Володя багровеет и молчит.

— Тоже, видно: «и святому духу»! Ах, детки, детки! На вид какие вы шустрые, а никак науку преодолеть не можете. И добро бы отец у вас баловник был… что, как он теперь с вами?

— Все то же, бабушка.

— Колотит? А я ведь слыхала, что он перестал драться-то?

— Меньше, а все-таки… А главное, надоедает уж очень.

— Этого я что-то уж и не понимаю. Как это отец надоедать может?

— Очень, бабушка, надоедает. Ни уйти без спросу нельзя, ни взять что-нибудь… совсем подлость!

— А вы бы спрашивались! язык-то, чай, не отвалится!

— Нет уж. С ним только заговори, он потом и не отвяжется. Постой да погоди, потихоньку да полегоньку… уж очень, бабушка, скучно он разговаривает!

— Он, бабушка, за нами у дверей подслушивает. Только на днях его Петенька и накрыл…

— Ах, вы проказники! Что ж он?

— Ничего. Я ему говорю: это не дело, папенька, у дверей подслушивать; пожалуй, недолго и нос вам расквасить! А он: ну-ну! ничего, ничего! я, брат, яко тать в нощи!

— Он, бабушка, на днях яблоко в саду поднял да к себе в шкапик и положил, а я взял да и съел. Так он потом искал его, искал, всех людей к допросу требовал…

— Что это! скуп, что ли, он очень сделался?

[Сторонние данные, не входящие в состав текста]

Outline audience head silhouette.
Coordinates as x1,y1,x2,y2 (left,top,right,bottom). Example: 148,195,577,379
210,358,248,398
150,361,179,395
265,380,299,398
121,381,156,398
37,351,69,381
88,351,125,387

— Нет, и не скуп, а так как-то… пустяками все занимается. Бумажки прячет, паданцев ищет…

— Он всякое утро проскомидию у себя в кабинете служит, а потом нам по кусочку просвиры дает… черствой-пречерствой! Только мы однажды с ним штуку сделали: подсмотрели, где у него просвиры лежат, надрезали в просвире дно, вынули мякиш да чухонского масла и положили!..

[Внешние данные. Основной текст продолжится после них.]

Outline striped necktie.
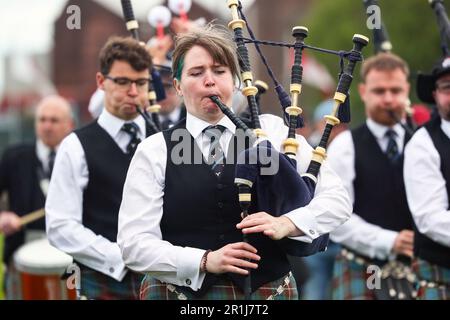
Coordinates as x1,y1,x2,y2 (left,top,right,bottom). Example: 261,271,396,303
203,125,226,177
385,129,400,162
121,122,141,155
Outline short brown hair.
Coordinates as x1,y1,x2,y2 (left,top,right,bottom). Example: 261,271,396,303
172,24,239,80
361,52,409,82
99,36,152,75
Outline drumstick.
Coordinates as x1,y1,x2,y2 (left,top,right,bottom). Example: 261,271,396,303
20,208,45,227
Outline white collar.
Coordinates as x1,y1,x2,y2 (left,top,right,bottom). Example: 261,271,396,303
366,118,405,140
441,118,450,139
186,112,236,139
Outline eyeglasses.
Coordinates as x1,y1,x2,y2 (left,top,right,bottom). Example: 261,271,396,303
436,82,450,94
105,75,151,90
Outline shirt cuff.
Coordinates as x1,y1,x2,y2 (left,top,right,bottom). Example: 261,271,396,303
284,207,320,243
103,247,128,281
177,247,205,290
375,229,398,260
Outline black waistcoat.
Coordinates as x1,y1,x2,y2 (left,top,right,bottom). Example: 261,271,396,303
161,121,290,296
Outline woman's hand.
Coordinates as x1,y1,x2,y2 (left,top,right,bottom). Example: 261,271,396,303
206,242,261,275
236,212,303,240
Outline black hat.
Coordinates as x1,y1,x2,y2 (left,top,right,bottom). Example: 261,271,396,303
416,57,450,103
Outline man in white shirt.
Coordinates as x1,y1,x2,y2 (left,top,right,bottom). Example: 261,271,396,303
0,95,74,299
46,37,151,299
328,53,413,299
404,57,450,300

— Однако ж, вы тоже… головорезы!

— Нет, вы представьте на другой день его удивленье! Просвира, да еще с маслом!

— Чай, на порядках досталось вам!

— Ничего… Только целый день плевался и все словно про себя говорил: шельмы! Ну, мы, разумеется, на свой счет не приняли. А ведь он, бабушка, вас боится!

— Чего меня бояться… не пугало, чай!

— Боится — это верно; думает, что вы проклянете его. Он этих проклятиев — страх как трусит!

Арина Петровна задумывается. Сначала ей приходит на мысль: а что, ежели и в самом деле… прокляну? Так-таки возьму да и прокляну… прроклинаю!! Потом на смену этой мысли поступает другой, более насущный вопрос: что-то Иудушка? какие-то проделки он там, наверху, проделывает? так, чай, и извивается! Наконец ее осеняет счастливая мысль.

— Володя! — говорит она, — ты, голубчик, легонький! сходил бы потихоньку да подслушал бы, что у них там?

— С удовольствием, бабушка.

Володенька на цыпочках направляется к дверям и исчезает в них.

— Как это вы к нам сегодня надумали? — начинает Арина Петровна допрашивать Петеньку.

— Мы, бабушка, давно собирались, а сегодня Улитушка прислала с нарочным сказать, что доктор был и что не нынче, так завтра дядя непременно умереть должен.

— Ну, а насчет наследства… был у вас разговор?

— Мы, бабушка, целый день все об наследствах говорим. Он все рассказывает, как прежде, еще до дедушки было… даже Горюшкино, бабушка, помнит. Вот, говорит, кабы у тетеньки Варвары Михайловны детей не было — нам бы Горюшкино-то принадлежало! И дети-то, говорит, бог знает от кого — ну, да не нам других судить! У ближнего сучок в глазу видим, а у себя и бревна не замечаем… так-то брат!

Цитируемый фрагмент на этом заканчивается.